For awhile, I was almost consumed with anger. I would head out to the freeway on ramp and stick out my thumb to hitchhike back to the state where mom and dad lived so I could gain some vengeance. However, it was good that I was so far away because I never made it. I craved justice. I wanted only to get even with them. I started with small steps. I first had to prove that the things I remembered weren't just some figment of my imagination. I dug out court records and old hospital records. I called people who knew my mother and father when I was very small and talked with them. I learned that my memories were real. For a while, I was no longer suicidal because I had a purpose and that kept me going. Eventually, I got to where I no longer needed vengeance. I discovered that I didn't need these abusive people. I was vindicated enough by my search for truth and the fact that my memories really were based in reality.
The time I spent vindicating my mind, my memories, my reality and my sense of self was healing in itself. By the time I was done with my searches, I found that the wounds that had consumed me as a child and then later as an adult were no longer quite so painful. My emotions were no longer suppressed nor were they out of control. I was feeling but tentatively in small bits. I liken this period of growth to that of a child developing a sense of color. My early emotions were in just a few primary colors but as I grew, I was starting to see shades of color that were new and different. I was maturing emotionally.

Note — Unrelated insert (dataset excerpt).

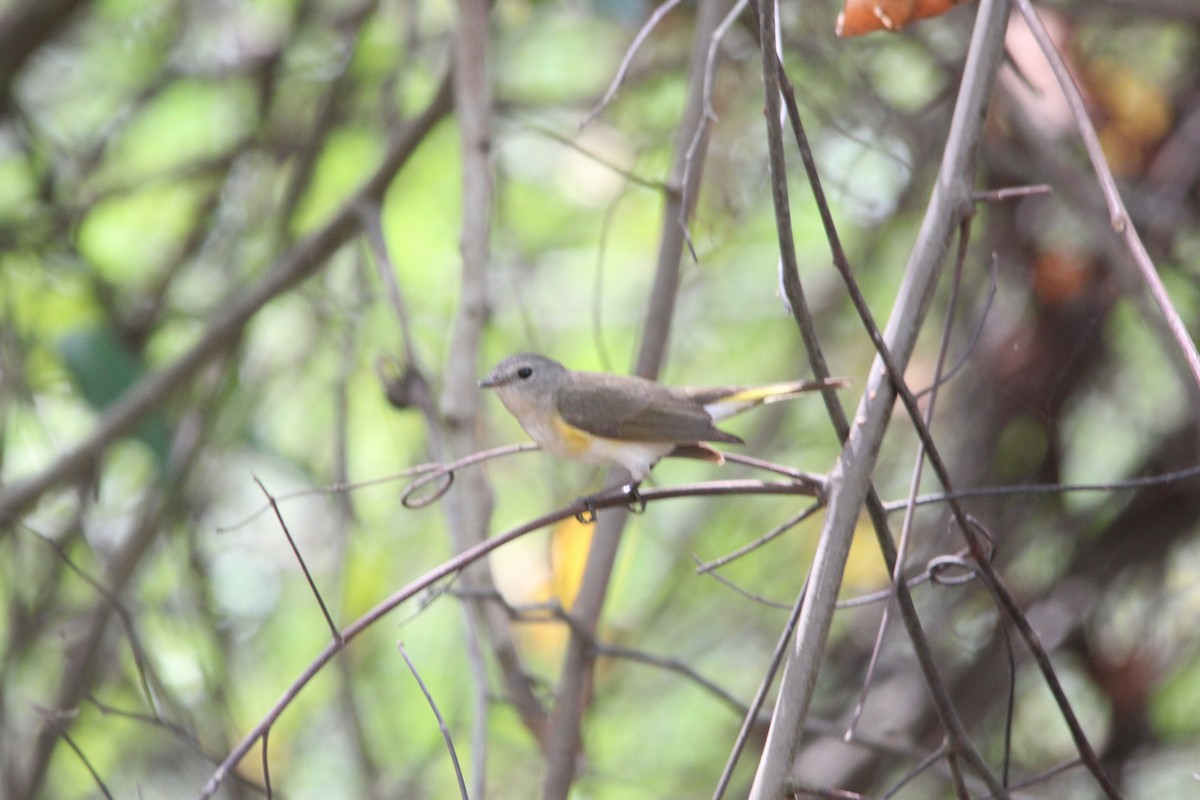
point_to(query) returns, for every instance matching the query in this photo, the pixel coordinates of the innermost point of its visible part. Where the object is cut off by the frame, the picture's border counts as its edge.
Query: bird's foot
(588, 515)
(636, 501)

I have continued on this journey of healing for many years now. I still get struck with painful emotions at times. I still feel down and depressed. I still sometimes feel as if I'll be consumed but, it doesn't happen often. Sometimes, something will trigger me and then I'll feel very small but with very large emotions. However, I have learned that this passes and I survive. The good in all of this is that I no longer lose the good things that happen. I remember important events in my life and I appreciate those. I have grown into a more full person. I accept all aspects of myself, big and little and I'm happy mostly. Even when I'm not happy, I know that there will be more happiness in my life because I've done what I can to be rid of abusing people and filled my life with good, kind, caring and loving people.
Yeah, emotions suck sometimes. It's a drag being depressed. I sometimes still feel suicidal and like it's going to last forever but, now I know better so I don't ACT foolishly or on impulse. Now, I just ride it out and then enjoy the good times that do come. I am still not finished. I'm an unfinshed human being and I find that I have many lessons still to learn. I don't handle patience all that well yet and there are some other areas that are crying out for growth but, I know it will be alright. Not only can I now see the light at the end of the tunnel but I also know for sure that it's not an oncoming train.